Pris par on ne sait quoi, le ministre de la Justice poursuit dans ses bizarreries. S’étonnant encore du fait qu’au Sénégal, «on ne critique la justice que lorsqu’elle vise des candidats à la présidentielle», le ministre de la Justice lâche qu’il y a actuellement «beaucoup de cas de détention abusive dans les prisons sénégalaises», avant de s’étonner toujours que cela n’occupe pas l’opinion publique. Interrogé sur la célérité qui a sévi dans le dossier de Khalifa Sall, il répond : «dans un cas comme celui de la caisse d’avance de la mairie de Dakar, une fois l’affaire instruite, il vaut mieux la juger afin de ne pas prolonger l’incertitude. Cette polémique émane de la défense, dont la seule option était de jouer la montre, car elle ne pouvait pas blanchir Khalifa Sall sur le fond. L’infraction était constatée et les preuves accablantes. Le rapport de l’Ige avait déjà établi tous les éléments portant sur l’accusation d’escroquerie aux deniers publics. On était à la limite du flagrant délit et l’affaire aurait pu se régler en six mois». Une déclaration extrêmement maladroite de la part d’un ministre de la Justice qui se prend pour l’occasion pour un procureur de la République. 

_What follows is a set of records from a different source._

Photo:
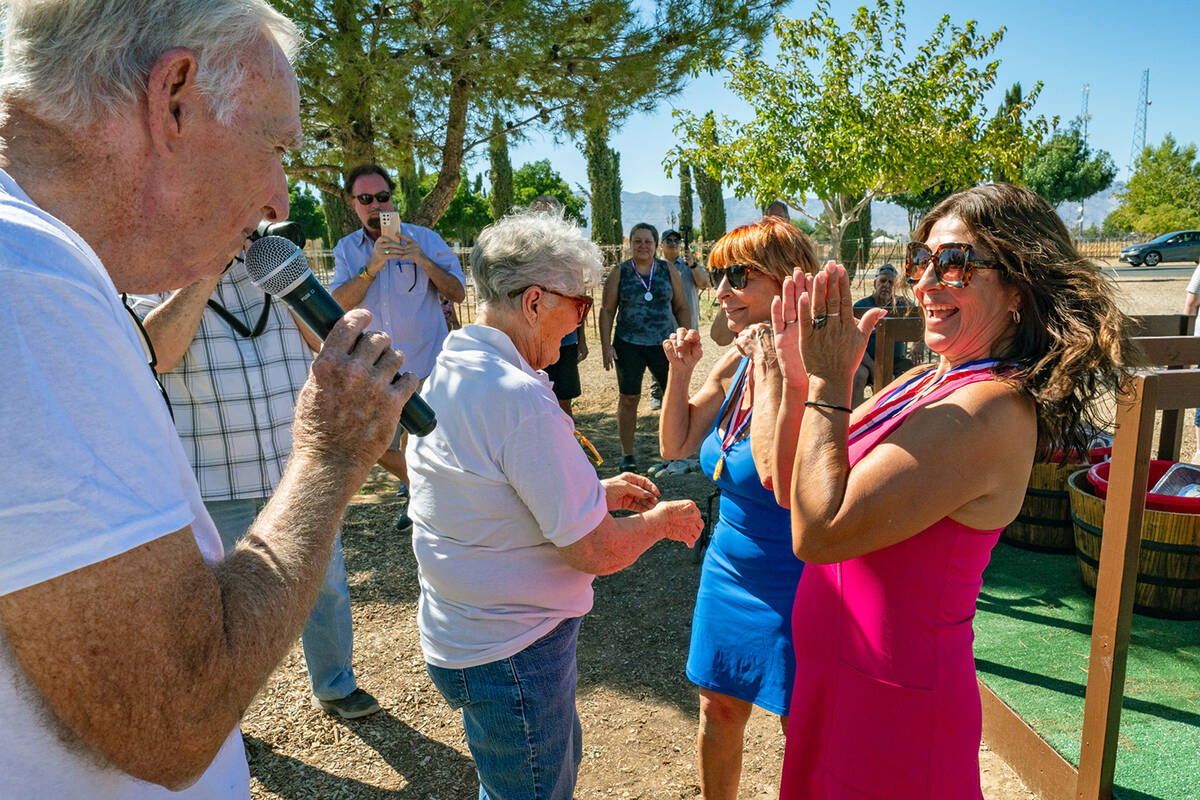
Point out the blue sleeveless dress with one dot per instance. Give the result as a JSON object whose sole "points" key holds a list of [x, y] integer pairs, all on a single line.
{"points": [[742, 627]]}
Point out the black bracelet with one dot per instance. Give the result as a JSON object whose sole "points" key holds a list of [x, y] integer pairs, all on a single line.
{"points": [[837, 408]]}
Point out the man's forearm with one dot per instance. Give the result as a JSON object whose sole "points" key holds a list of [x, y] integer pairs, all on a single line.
{"points": [[173, 324]]}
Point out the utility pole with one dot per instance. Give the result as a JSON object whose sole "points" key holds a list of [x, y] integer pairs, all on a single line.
{"points": [[1084, 116], [1139, 121]]}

«La Cour de justice n’est ni une Cour d’appel ni une Cour de cassation et ne peut invalider une décision du Conseil constitutionnel»

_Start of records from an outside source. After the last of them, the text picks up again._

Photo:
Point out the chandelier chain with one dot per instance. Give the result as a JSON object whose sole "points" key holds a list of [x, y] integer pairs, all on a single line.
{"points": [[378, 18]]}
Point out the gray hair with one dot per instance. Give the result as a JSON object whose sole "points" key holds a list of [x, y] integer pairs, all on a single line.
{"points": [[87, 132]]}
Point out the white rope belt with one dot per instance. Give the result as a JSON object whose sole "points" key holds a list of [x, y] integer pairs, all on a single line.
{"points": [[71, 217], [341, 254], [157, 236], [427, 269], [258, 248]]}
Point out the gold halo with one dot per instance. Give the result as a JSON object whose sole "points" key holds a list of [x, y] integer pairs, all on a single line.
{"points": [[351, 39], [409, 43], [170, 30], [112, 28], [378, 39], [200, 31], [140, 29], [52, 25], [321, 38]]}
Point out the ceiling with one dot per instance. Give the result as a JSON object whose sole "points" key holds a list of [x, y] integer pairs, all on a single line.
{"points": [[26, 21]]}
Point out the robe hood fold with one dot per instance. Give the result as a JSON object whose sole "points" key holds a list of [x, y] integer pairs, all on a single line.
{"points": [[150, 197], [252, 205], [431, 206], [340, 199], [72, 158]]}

Ismaïla Madior Fall a informé, par ailleurs, que s’agissant de la Cour de répression de l’enrichissement illicite (Crei), un comité composé de magistrats, d’universitaires, de représentants de la société civile, a formulé des propositions sur la possibilité d’appel au niveau de la Crei, mais, selon lui, c’est au Président d’en décider. Il n’a pas voulu décliner sa position, par rapport à cela. Sur les «désaveux» de l’Etat au niveau international, le ministre de la Justice n’est pas d’accord. Et par rapport à la décision du comité des droits de l’homme de l’Onu, qui a constaté que les droits de Karim Wade à un recours effectif ont été violés, il précise que l’Etat a jusqu’en 2019 pour «répondre sur ce point». Quid du recours de Khalifa Sall à la Cour de justice de la Cedeao ? «Si la Cour de justice de la Cedeao avait considéré que Khalifa Sall devait être candidat, elle aurait ordonné les mesures provisoires suspensives que lui-même avaient invoquées, lorsqu’elle s’est prononcée en février. Elle n’est ni une Cour d’appel ni une Cour de cassation et ne peut invalider ou annuler les décisions rendues par la juridiction suprême au Sénégal qu’est le Conseil constitutionnel», a réagi le ministre de la Justice.